NREL granted KULR an exclusive license in 2018, and the company now sells the ISC-D to a variety of battery manufacturers, including those that supply NASA, meaning the technology has come full circle.

“At KULR we focus on all things battery-safety related,” KULR Chief Technology Officer and past NASA battery engineer Will Walker said.

What does it mean to design a safe battery and to demonstrate safety in the form of a test?

“There’s significant difficulty in pack- and system-level thermal runaway testing,” Walker said. “The beauty of the ISC-D cell is that it triggers at a lower controlled temperature, resulting in less biasing on neighboring cells in the experiment. The result is a less-invasive triggering method as a whole.”

With the licensing agreement, KULR has the exclusive rights to sell the ISC-D and cells that have the ISC-D implanted.

“It is a very elegant solution,” Walker said. “For KULR, we want to be on the forefront of cutting-edge technology as it pertains to safety, and this is the only true noninvasive triggering method available.” 

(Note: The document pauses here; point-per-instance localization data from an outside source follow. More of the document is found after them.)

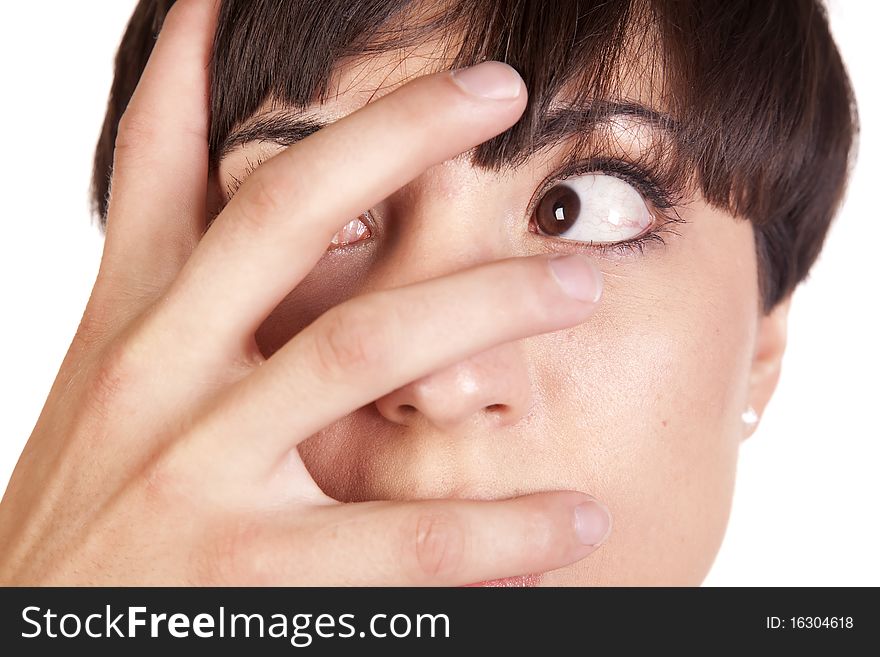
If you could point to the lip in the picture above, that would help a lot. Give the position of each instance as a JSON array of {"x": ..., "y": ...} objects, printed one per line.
[{"x": 519, "y": 581}]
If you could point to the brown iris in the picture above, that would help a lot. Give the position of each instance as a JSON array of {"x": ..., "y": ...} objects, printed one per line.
[{"x": 558, "y": 210}]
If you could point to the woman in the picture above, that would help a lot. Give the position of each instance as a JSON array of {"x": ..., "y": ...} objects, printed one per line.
[{"x": 552, "y": 287}]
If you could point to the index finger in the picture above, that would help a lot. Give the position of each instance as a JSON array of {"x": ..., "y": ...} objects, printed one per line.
[
  {"x": 160, "y": 168},
  {"x": 283, "y": 217}
]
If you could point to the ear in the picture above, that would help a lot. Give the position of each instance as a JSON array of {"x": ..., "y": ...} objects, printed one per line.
[{"x": 770, "y": 343}]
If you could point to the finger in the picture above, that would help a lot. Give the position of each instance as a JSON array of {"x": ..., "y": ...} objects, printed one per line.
[
  {"x": 160, "y": 168},
  {"x": 282, "y": 219},
  {"x": 373, "y": 344},
  {"x": 438, "y": 542}
]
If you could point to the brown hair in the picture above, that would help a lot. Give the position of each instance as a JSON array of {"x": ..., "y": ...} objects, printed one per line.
[{"x": 760, "y": 105}]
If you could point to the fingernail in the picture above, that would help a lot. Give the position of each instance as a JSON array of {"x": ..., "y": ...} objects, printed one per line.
[
  {"x": 577, "y": 277},
  {"x": 592, "y": 522},
  {"x": 493, "y": 80}
]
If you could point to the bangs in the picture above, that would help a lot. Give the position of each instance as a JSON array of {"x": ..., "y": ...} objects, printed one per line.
[
  {"x": 747, "y": 101},
  {"x": 572, "y": 55}
]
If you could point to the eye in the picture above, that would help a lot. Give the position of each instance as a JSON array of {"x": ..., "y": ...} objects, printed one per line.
[
  {"x": 355, "y": 230},
  {"x": 594, "y": 208}
]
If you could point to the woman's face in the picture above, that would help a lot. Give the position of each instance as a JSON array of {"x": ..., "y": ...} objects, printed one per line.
[{"x": 640, "y": 406}]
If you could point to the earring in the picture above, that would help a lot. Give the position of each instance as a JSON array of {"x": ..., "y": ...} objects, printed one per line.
[{"x": 750, "y": 417}]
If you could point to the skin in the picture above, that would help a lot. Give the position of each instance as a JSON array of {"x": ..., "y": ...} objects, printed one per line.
[{"x": 205, "y": 407}]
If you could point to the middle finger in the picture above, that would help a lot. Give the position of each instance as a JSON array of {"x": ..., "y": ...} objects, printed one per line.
[{"x": 281, "y": 221}]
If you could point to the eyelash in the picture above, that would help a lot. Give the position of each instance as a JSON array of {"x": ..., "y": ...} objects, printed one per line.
[
  {"x": 631, "y": 174},
  {"x": 661, "y": 200}
]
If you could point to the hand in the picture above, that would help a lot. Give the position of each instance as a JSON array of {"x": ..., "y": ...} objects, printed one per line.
[{"x": 166, "y": 450}]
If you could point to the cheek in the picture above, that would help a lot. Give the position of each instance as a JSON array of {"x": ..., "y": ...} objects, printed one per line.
[{"x": 662, "y": 381}]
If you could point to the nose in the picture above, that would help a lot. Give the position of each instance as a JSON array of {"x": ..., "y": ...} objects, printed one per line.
[{"x": 489, "y": 389}]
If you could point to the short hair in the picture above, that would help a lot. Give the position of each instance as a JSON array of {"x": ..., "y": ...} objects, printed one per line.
[{"x": 759, "y": 104}]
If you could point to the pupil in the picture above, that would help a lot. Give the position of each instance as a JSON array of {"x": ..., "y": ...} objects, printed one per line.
[{"x": 558, "y": 210}]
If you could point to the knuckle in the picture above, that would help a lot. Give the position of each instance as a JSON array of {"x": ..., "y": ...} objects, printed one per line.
[
  {"x": 261, "y": 200},
  {"x": 438, "y": 545},
  {"x": 349, "y": 341}
]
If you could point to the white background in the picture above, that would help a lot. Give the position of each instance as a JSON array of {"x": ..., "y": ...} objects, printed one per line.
[{"x": 805, "y": 510}]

The batteries NASA is testing with the ISC-D include those in new astronaut suits, equipment, and human-rated spacecraft. 

Recently, a university group came to NREL to present the best ways to test an internal battery cell. Keyser was in the audience when the group concluded that the NREL team’s ISC-D technology is the best. 

“That was very satisfying for me,” Keyser said. “The technology we’ve developed is the best technology to simulate an internal short circuit.”

The ISC-D can be used to test electric vehicle or grid batteries as well. Keyser also hopes several testing organizations will adopt the technology as part of their processes. 

“There are a number of manufacturers that use this, but I want to see it incorporated into testing procedures and protocols in order to make cells safer,” Keyser said. “Our technology is the only one that can mimic a true internal short circuit, giving battery engineers an accurate picture so they can design safer battery systems.”